El sueño del quinto partido: ¿Estamos ante la historia o ante el mismo drama de siempre?
En Tantita Tinta nos encanta la emoción, y no podemos negar que el ambiente se siente distinto. Estamos en pleno Mundial 2026 y, contra todo pronóstico y muchas críticas, la Selección Mexicana ha logrado algo que parecía una quimera: llegar a estas instancias sin recibir ni un solo gol. El famoso ‘quinto partido’ ya no es solo una frase de campaña publicitaria o un deseo de año nuevo, es una realidad que se siente a la vuelta de la esquina.
Sin embargo, como bien ha advertido Javier ‘El Vasco’ Aguirre, no podemos cantar victoria. Ecuador no es ningún ‘flan’; vienen de dar el campanazo eliminando a Alemania, por lo que el nivel de exigencia para el Tri está al máximo. Se requiere, en palabras del propio técnico, un partido perfecto.
El peso de la historia: 40 años de espera
Para los que somos futboleros de corazón, hablar de México en Mundiales es hablar de una montaña rusa. Desde Estados Unidos 1994, hemos visto pasar técnicos de todas las nacionalidades y estilos, todos con la misma promesa bajo el brazo. Pero, ¿qué hace que este 2026 se sienta diferente?
- El factor Azteca: La última vez que México realmente rozó la gloria en una instancia decisiva fue en 1986.
- El factor Aguirre: Javier Aguirre no solo es el estratega actual, sino que fue protagonista como jugador en aquel legendario equipo de Bora Milutinović.
- La mística: Los uniformes, los patrocinadores y el Estadio Azteca como sede crean un aura que, para los más románticos, nos obliga a preguntar: ¿Y si sí?
¿Qué pasó realmente en el 86?
Corría el 15 de junio de 1986 cuando Manuel Negrete nos regaló esa joya de media tijera que todavía recordamos con la piel chinita. Ese día, México alcanzó los Cuartos de Final (sí, el famoso quinto partido). Fue contra Alemania en Monterrey, en un juego que terminó 0-0 y que se definió desde los once pasos. A pesar del esfuerzo y de un gol anulado a ‘El Abuelo’ Cruz, el destino nos marcó un 4-1 en penales que nos dejó fuera. En aquel entonces, Aguirre terminó expulsado, cerrando una etapa agridulce que hoy busca redención.
¿Por qué esta vez el panorama es distinto?

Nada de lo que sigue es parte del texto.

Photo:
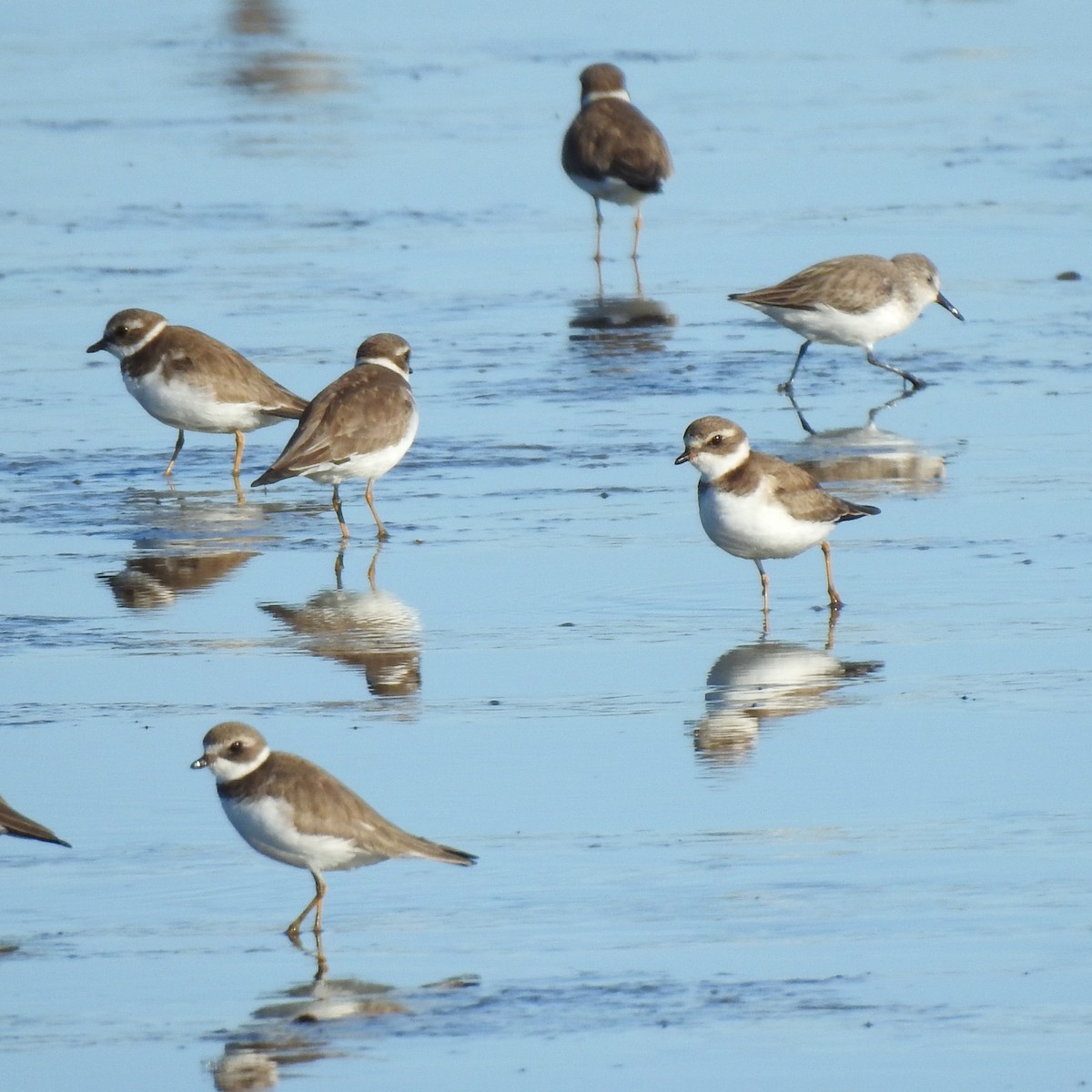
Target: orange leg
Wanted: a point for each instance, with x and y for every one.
(599, 230)
(637, 232)
(765, 591)
(835, 600)
(381, 533)
(239, 441)
(341, 519)
(316, 905)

En Tantita Tinta analizamos que, más allá de la nostalgia, hay una solidez defensiva que no habíamos visto en años. Mantener la portería en cero en un torneo de esta magnitud no es casualidad; es trabajo duro y disciplina táctica. Estamos a las puertas de romper una sequía que ha marcado a generaciones de aficionados que solo han visto a México quedarse en la orilla.

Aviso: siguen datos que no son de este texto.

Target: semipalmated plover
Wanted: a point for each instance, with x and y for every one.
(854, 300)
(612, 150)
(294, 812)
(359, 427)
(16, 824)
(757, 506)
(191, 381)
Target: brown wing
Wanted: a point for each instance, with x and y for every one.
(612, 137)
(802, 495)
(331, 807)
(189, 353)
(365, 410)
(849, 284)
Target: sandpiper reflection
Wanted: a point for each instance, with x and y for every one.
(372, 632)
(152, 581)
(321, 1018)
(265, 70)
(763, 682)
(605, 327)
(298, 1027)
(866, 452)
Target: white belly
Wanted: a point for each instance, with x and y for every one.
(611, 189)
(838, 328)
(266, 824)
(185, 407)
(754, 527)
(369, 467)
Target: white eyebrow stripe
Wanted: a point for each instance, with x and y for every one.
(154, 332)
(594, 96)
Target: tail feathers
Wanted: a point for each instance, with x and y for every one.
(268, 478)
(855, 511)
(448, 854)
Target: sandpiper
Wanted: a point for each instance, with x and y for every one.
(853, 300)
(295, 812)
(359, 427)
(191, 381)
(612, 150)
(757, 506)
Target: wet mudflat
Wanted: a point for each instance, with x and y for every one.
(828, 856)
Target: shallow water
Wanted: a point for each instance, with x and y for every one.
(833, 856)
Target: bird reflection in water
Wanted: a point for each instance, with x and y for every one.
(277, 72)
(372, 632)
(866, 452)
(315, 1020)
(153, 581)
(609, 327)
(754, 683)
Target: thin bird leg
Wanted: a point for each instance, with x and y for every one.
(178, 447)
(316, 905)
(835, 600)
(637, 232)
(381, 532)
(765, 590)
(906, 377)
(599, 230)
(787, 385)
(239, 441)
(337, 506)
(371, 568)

La pregunta no es si tenemos equipo, la pregunta es si este grupo tiene el temple necesario para dejar atrás los fantasmas del pasado. El Estadio Azteca, con su historia y su peso, será el testigo de si logramos escribir un nuevo capítulo o si el drama de siempre vuelve a tocar a nuestra puerta. Lo que es un hecho, es que México está listo para jugar el partido más importante de los últimos tiempos.